In addition, SIFMA strongly opposes certain amendments:

1. SIFMA opposed the Manager’s Amendment because it incorporates the Miller-Moore language into the legislation.

2. SIFMA opposes the Lynch Amendment (#135) which would prohibit any “restricted owner” from beneficial ownership in the aggregate of more than a 20% voting interest in, among other things, a derivatives clearing organization. This amendment is anti-competitive because it would exclude dealers and major swap participants from the market for clearing and execution services. These entities have the business, legal, and operational expertise needed to establish and operate a clearinghouse, and they are the most likely source of investment capital for such an enterprise. The Lynch Amendment would limit competition and undermine the goal of the legislation to encourage and foster increased clearing. It would disadvantage all participants in derivatives markets and should be rejected. (SIN coverage)

3.  SIFMA opposes the Frank Amendment (#66) which would authorize the CFTC, SEC, and bank regulators to impose margin requirements on swaps with end users. There is no reason to require that credit exposure from swaps be treated differently than any other credit exposure. Moreover, requiring end users to post margin would impose a significant new cost on businesses that already are subject to economic stress. The amendment fails to give the regulators any guidance as to when it would be appropriate to impose a margin requirement.
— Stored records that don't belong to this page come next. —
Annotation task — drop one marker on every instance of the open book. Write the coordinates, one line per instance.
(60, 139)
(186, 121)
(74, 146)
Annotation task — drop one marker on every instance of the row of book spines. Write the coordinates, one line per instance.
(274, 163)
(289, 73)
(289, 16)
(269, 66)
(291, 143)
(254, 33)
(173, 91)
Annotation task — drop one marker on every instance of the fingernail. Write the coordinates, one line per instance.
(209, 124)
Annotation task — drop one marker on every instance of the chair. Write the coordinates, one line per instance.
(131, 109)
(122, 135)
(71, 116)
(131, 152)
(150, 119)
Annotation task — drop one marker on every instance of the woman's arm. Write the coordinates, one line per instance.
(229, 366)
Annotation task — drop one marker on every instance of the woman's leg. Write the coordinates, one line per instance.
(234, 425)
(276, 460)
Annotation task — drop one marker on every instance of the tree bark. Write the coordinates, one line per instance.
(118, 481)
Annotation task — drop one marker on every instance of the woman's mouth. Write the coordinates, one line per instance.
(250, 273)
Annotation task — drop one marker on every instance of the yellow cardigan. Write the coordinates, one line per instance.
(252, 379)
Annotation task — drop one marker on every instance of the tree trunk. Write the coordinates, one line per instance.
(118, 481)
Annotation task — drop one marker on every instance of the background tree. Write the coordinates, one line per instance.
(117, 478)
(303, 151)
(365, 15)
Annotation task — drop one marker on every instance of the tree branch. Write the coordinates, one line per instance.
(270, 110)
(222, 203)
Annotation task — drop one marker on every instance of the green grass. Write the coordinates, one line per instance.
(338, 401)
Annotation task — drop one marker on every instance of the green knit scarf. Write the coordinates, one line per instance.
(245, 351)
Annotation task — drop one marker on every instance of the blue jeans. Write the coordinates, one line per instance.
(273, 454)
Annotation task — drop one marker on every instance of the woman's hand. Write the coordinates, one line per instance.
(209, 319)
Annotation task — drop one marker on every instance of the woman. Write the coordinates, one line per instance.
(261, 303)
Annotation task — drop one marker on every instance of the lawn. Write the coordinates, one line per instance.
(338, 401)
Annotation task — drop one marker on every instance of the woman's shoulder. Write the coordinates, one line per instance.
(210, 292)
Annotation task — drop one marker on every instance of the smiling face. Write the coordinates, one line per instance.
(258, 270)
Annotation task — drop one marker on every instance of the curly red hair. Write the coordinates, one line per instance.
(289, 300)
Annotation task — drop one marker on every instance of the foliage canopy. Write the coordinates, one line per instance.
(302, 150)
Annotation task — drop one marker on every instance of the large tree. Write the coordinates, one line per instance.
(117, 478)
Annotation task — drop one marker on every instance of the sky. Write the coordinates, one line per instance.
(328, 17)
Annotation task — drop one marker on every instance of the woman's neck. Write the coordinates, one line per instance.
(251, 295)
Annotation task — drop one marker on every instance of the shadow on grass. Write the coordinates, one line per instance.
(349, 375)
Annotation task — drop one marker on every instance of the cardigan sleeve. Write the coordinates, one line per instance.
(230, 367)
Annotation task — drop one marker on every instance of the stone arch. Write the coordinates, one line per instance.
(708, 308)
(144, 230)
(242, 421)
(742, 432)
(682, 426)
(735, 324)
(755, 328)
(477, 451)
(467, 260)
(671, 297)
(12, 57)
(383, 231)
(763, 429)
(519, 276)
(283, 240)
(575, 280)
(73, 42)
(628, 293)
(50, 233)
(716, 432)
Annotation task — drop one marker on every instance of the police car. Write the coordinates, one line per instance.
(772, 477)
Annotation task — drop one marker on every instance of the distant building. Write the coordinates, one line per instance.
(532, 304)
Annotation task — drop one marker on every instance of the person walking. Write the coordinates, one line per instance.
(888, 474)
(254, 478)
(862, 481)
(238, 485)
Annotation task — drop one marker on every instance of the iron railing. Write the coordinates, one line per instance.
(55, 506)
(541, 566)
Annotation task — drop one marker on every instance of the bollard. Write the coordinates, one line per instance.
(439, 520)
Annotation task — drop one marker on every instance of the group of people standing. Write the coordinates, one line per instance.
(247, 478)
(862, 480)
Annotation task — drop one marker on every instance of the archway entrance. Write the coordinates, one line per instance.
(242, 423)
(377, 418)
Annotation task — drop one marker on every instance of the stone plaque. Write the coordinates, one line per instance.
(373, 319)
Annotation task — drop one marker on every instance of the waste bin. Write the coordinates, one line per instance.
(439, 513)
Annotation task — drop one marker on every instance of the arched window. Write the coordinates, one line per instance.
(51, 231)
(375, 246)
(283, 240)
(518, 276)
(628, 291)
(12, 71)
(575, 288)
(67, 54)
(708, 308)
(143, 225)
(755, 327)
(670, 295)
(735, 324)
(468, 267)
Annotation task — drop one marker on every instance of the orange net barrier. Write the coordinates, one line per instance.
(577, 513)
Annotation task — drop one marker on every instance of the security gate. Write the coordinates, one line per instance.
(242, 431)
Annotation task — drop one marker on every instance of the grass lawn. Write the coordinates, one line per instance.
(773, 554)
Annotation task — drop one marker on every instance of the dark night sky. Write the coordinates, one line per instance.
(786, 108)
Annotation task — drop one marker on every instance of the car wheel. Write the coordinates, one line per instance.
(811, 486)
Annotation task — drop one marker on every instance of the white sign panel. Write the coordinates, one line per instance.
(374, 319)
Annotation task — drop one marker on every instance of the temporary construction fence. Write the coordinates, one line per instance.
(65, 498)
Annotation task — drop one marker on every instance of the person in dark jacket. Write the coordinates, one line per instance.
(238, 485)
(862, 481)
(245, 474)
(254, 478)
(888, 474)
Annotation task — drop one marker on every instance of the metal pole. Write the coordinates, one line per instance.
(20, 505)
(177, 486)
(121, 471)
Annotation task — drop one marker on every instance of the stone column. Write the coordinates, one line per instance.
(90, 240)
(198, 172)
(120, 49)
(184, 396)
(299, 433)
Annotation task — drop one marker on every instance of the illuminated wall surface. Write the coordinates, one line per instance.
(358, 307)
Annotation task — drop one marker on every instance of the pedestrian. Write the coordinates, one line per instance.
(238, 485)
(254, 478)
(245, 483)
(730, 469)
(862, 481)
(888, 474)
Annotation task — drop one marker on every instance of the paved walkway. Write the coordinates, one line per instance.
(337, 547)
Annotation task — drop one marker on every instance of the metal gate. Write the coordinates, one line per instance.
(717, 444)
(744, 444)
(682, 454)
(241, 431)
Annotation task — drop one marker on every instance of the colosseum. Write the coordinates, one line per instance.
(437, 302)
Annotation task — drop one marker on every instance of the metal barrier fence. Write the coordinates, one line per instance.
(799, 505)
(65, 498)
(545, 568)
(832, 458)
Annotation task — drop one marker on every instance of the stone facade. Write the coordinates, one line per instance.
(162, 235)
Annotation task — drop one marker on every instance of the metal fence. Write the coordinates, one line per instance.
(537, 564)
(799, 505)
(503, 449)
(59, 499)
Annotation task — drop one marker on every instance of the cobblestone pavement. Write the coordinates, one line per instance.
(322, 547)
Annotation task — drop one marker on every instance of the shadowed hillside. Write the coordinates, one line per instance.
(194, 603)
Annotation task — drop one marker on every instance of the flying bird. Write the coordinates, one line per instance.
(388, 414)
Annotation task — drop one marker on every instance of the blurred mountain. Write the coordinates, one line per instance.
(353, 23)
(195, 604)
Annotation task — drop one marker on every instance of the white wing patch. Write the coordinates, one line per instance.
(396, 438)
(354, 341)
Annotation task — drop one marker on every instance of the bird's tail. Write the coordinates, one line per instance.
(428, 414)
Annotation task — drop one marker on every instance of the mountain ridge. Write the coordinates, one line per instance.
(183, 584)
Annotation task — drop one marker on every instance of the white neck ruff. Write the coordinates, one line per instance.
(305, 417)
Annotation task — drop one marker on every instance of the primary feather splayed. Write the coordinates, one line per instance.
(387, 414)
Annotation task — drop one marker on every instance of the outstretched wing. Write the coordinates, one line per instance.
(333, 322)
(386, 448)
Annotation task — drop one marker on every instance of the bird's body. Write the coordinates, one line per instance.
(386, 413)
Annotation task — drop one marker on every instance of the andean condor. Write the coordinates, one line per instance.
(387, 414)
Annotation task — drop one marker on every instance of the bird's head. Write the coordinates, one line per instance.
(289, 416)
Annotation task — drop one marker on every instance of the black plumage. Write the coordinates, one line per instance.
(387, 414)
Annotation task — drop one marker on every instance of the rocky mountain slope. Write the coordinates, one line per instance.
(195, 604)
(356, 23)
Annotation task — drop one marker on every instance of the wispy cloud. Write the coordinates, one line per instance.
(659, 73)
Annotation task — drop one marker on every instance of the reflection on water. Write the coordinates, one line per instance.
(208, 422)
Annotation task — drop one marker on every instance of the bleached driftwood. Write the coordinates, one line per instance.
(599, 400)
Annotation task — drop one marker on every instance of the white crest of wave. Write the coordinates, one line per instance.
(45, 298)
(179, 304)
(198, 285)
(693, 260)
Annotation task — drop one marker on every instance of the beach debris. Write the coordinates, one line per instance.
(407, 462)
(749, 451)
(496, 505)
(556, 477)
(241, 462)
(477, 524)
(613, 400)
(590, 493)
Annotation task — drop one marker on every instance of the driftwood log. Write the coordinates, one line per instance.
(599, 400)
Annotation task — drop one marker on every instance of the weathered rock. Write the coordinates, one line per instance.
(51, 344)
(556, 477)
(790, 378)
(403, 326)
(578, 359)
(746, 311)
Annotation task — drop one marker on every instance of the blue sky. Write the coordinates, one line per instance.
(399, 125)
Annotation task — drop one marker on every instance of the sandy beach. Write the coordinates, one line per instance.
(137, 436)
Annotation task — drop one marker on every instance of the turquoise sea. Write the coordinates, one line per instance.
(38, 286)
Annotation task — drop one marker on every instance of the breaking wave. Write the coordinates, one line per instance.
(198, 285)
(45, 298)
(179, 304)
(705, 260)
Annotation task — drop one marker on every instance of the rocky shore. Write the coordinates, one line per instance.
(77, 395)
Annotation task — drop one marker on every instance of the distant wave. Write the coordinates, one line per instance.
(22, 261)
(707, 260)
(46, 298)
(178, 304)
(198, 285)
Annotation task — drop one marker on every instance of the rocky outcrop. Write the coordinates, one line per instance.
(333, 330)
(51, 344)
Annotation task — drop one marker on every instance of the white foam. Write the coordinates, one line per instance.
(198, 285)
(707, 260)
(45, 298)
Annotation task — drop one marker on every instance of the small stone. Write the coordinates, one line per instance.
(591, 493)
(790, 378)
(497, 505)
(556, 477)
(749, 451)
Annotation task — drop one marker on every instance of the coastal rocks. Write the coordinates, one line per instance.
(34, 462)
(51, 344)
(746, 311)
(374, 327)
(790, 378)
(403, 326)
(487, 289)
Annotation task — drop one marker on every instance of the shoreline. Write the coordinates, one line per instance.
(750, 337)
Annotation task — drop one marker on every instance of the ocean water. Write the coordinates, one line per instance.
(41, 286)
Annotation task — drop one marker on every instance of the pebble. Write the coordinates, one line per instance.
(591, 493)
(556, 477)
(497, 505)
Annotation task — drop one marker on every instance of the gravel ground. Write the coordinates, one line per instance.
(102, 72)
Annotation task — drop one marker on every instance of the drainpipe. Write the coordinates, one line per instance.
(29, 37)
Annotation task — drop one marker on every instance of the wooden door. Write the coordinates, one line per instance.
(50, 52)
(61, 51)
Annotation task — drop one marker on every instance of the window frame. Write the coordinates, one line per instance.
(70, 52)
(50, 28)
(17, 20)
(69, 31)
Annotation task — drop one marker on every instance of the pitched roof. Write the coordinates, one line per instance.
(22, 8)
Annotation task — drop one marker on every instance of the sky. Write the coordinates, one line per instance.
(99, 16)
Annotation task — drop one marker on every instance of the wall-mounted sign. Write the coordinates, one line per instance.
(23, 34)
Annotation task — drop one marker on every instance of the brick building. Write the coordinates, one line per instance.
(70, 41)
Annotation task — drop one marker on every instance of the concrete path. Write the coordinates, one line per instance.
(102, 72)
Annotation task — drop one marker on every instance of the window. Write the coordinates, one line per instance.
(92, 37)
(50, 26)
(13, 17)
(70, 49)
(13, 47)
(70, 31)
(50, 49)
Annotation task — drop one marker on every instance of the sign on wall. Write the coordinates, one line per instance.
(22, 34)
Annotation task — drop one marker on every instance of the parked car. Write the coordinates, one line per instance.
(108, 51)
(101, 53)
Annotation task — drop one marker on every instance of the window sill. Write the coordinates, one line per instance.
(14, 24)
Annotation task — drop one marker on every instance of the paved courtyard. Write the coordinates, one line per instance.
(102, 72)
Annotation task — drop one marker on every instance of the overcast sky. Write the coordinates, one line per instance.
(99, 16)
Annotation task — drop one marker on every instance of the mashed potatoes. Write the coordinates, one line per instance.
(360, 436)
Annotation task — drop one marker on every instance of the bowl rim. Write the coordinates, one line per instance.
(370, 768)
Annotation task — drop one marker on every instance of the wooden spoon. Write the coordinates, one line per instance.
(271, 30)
4. SIFMA opposes the Stupak Amendment (#47) which would require all end user swaps that are clearable to be cleared, it would limit the ability of end users to utilize swaps to manage risk in their businesses. Many end users would not meet the requirements of a clearinghouse and, as such, the amendment would prevent them from using clearable swaps to manage risk. To the extent the amendment requires the use of exchanges or swap execution facilities to execute swaps, it would limit end users to standardized transactions that would not meet their risk management needs.

5.  SIFMA opposes the Stupak Amendment (#48) which would, among other things, give the CFTC and SEC the authority to prohibit swap transactions they determine would be detrimental to financial markets and market participants. It provides no standards by which the agencies may make that determination and thus grants them open-ended authority to make decisions that could be exercised in a capricious and unwarranted manner. It also would create legal uncertainty about the legal enforceability of swaps entered into after the effective date.